There are several areas of the digital ecosystem where encryption is vital. The purpose of this chapter is to take a step back and see where encryption and cryptography fits in to these applications, what are the deciding factors and what are consequences of encryption being broken.

The Internet

Secure communications are an existential requirement for the internet of today. As far as Alice and Bob are concerned there are two areas where encryption come into the picture.

Scenario 1: Alice enters her password on her phone to login to her profile, the password should be encrypted while it’s on its way to the server for authentication, otherwise, anybody who can listen in can see her password. This problem is solved by implementing protocols such as SSL (Secure Socket Layer) or its’ newer counterpart, TLS (Transport Layer Security). And these protocols make your websites https, where the extra s stands for secure. SSL/TLS reside in the Transport layer of the OSI model and encrypt communications between Alice and the Server so that no middleman can steal the data. SSL and TLS are just protocols, and to implement them, data has to be encrypted with some type of encryption algorithm, RSA, ECC (asymmetric), AES, ChaCha20(symmetric) are some of the algorithms supported by TLS 1.4. Symmetric algorithms compute faster and are lightweight, hence they are preferred for encryption of large amounts of data, however for the secure key-exchange, RSA, Diffie-Hellman or something similar has to be implemented, requiring additional overhead. The point is RSA is still around though it may not be preferred for encrypting actual data, it is widely used for secure key exchange to initiate algorithms like AES.

Scenario 2: Alice sends a WhatsApp message to Bob, the message is encrypted by SSL/TLS between Alice and the server and between the server and Bob when the server routes the message to Bob. But as you may have noticed, the server can see Alice’s message, hence you have to trust WhatsApp that they wont look into your data.
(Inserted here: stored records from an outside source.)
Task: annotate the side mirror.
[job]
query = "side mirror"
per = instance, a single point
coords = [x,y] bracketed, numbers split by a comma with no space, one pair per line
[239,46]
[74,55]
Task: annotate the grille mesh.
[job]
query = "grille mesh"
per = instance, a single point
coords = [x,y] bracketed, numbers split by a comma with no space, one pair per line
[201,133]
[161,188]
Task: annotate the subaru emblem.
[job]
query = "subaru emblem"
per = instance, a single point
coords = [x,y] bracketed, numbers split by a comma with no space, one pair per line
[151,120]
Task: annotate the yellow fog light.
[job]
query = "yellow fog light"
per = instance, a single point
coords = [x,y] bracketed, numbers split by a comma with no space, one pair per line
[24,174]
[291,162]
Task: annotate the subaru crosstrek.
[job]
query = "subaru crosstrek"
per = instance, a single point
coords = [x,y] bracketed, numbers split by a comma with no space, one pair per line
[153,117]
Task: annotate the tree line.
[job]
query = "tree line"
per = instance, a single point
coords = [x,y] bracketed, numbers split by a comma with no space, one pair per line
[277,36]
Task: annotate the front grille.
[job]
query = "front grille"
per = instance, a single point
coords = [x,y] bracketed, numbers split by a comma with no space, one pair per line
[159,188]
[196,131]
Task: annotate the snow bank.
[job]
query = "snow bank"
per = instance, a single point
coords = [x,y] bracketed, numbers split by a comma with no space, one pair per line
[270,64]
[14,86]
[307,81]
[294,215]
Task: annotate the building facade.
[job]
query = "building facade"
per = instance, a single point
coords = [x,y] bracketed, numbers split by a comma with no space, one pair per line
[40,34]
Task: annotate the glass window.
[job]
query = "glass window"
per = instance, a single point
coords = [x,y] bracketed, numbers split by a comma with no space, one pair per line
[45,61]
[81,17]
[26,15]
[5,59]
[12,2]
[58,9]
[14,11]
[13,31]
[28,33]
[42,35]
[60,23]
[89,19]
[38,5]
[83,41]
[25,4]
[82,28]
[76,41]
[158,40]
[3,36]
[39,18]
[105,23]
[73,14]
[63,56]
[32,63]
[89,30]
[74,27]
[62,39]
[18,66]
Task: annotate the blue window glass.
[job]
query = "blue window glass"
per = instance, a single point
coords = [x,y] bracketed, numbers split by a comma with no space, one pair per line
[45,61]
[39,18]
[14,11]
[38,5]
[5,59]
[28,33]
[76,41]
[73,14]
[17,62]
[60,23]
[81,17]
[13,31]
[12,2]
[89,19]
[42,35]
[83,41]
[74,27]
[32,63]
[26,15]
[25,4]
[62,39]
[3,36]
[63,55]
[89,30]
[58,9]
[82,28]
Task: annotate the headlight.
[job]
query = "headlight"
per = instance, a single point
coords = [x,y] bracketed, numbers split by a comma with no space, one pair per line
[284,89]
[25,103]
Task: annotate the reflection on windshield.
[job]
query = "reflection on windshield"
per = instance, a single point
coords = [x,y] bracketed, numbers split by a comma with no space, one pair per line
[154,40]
That is where end-to-end encryption comes into picture. If end-to-end encryption is implemented, PKI is implemented directly between Alice and Bob, so that even the server will only receive encrypted data.
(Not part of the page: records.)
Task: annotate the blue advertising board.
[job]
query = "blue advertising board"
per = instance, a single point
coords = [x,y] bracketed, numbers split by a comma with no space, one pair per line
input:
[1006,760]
Email and Digital Signatures

When Alice mails Bob, there are two main security considerations: Firstly, the message should be end-to-end encrypted so that no one can read it other than Bob, and secondly, Bob should have some way of verifying that the message he received actually came from Alice.

For the first part, email security protocols such as PGP, S/MIME, GPG are used which work on PKI. The second part also works on PKI, but a little differently. To understand this we must first go over the concept of a one-way hash function.

A cryptographic hash function is a black box that can ingest a large amount of data and give a unique fixed-length alpha-numeric string as output. The hash value will always be significantly shorter than the message. For example, the SHA-256 hash of any file, regardless of size is always a unique 256 bit value. A good hash function has the following properties:

Even a small change in the input message can result in a drastically different hash value.

For two different messages m1 and m2, the probability that their hashes come out same are infinitesimally small, if this occurs it is called a hash collision. To give an estimate, to perform a collision attack on SHA-256, a popular hashing algorithm, at least 2^128 hashes have to be computed, and with the current state-of-the-art that is estimated to take more time than the age of the universe to compute.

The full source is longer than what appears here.